After the Spanish claimed the island in 1492, the Lucayans were enslaved and transported to work the gold and silver mines of Hispanola and Cuba, and the pearl fisheries of Margarita, near Trinidad. The conquerors gave the island the name "Gran Bajamar" - great shallows - a term that eventually became the basis for The Islands of The Bahamas.
After they stole away its inhabitants, however, the Spanish seemed to have completely ignored Grand Bahama Island. Once in great while, a ship would drop anchor, perhaps scavenge a few provisions, then sail off toward Europe or South America. More often than not, Grand Bahama Island was viewed as a perilous landfall, due to the treacherous shallow reefs surrounding it. So many ships would collide with the reefs that "wrecking" became a major livelihood of what few inhabitants there were, most of who lived at West End. In hard times it wasn't unheard of for the townspeople to actually try and lure ships onto the reef with a well-placed lantern at night.

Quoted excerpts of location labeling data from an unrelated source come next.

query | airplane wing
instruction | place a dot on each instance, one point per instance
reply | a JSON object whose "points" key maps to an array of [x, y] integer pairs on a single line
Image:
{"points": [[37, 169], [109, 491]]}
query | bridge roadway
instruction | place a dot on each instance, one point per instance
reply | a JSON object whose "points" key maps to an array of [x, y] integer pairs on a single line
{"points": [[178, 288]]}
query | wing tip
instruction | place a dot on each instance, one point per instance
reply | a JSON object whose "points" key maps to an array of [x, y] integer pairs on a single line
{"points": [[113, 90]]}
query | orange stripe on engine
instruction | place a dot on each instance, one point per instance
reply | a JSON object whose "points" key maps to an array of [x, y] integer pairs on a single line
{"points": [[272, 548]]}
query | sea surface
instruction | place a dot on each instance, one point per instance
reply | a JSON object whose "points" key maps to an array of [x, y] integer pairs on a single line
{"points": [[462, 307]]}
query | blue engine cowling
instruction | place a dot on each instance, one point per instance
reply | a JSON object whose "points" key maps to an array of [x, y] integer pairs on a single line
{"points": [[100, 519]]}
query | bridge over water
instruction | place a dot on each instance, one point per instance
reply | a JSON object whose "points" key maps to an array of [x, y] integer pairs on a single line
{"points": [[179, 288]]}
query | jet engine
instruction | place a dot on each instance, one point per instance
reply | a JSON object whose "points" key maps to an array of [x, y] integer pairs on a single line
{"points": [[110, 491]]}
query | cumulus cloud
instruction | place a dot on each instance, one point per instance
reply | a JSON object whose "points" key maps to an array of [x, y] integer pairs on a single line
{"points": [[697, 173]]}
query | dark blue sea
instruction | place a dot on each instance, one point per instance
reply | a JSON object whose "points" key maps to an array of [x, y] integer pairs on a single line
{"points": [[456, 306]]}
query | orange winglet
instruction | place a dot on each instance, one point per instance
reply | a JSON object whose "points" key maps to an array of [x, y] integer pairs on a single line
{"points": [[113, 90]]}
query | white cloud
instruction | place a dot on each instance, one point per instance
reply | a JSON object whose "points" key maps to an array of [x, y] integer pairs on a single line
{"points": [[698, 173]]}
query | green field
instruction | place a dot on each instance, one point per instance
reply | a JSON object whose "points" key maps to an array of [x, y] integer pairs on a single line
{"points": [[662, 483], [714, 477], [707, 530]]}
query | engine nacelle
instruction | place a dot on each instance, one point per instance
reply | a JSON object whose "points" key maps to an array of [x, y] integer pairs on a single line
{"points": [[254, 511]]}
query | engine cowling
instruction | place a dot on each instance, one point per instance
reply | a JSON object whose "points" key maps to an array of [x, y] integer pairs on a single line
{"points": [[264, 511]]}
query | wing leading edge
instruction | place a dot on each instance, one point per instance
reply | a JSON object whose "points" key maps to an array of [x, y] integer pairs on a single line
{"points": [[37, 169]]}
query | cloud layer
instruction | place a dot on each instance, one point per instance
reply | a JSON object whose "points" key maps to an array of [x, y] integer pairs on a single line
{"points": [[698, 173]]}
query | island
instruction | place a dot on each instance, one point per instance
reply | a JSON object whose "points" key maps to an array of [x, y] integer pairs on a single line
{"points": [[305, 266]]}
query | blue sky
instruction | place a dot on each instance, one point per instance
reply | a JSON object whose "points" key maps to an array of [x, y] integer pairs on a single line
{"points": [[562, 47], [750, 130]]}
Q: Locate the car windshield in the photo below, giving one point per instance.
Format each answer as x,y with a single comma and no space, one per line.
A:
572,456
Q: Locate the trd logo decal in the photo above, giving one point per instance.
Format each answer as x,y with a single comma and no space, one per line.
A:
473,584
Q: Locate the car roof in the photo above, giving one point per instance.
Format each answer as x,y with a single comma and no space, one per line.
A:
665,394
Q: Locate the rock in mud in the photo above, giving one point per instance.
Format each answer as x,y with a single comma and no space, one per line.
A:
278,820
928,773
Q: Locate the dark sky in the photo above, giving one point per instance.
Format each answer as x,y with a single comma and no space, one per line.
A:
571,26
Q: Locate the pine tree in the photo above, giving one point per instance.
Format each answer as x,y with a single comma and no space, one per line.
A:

Great Britain claimed The Islands of The Bahamas in 1670, after British colonists left Bermuda for the island of Eleuthera where they sought religious independence. More followed, and other ports and colonies gradually developed, as well as an army of pirates and privateers. Grand Bahama was probably well known to famous pirates like Blackbeard, Captain Kidd, and Henry Morgan, as its reefs would have been perfect for running aground vessels, a common pirate tactic. By 1720, the crown had successfully established control over the pirates, and the island probably saw a lot less visitors than it had during "The Golden Age of Piracy." The sleepy colony lay largely undisturbed for another 200 years.
Up until the mid-nineteenth century, Grand Bahama Island had largely been left alone by the outside world. There were plenty of sails on the horizon as ships came and went through the Caribbean, but more often than not they passed by. Records from 1836 show that the population of West End numbered only about 370, many of who abandoned the island for the greater opportunities in Nassau. In 1861, however, the flow of people reversed direction and population of the town virtually doubled overnight. The reason was the American Civil War.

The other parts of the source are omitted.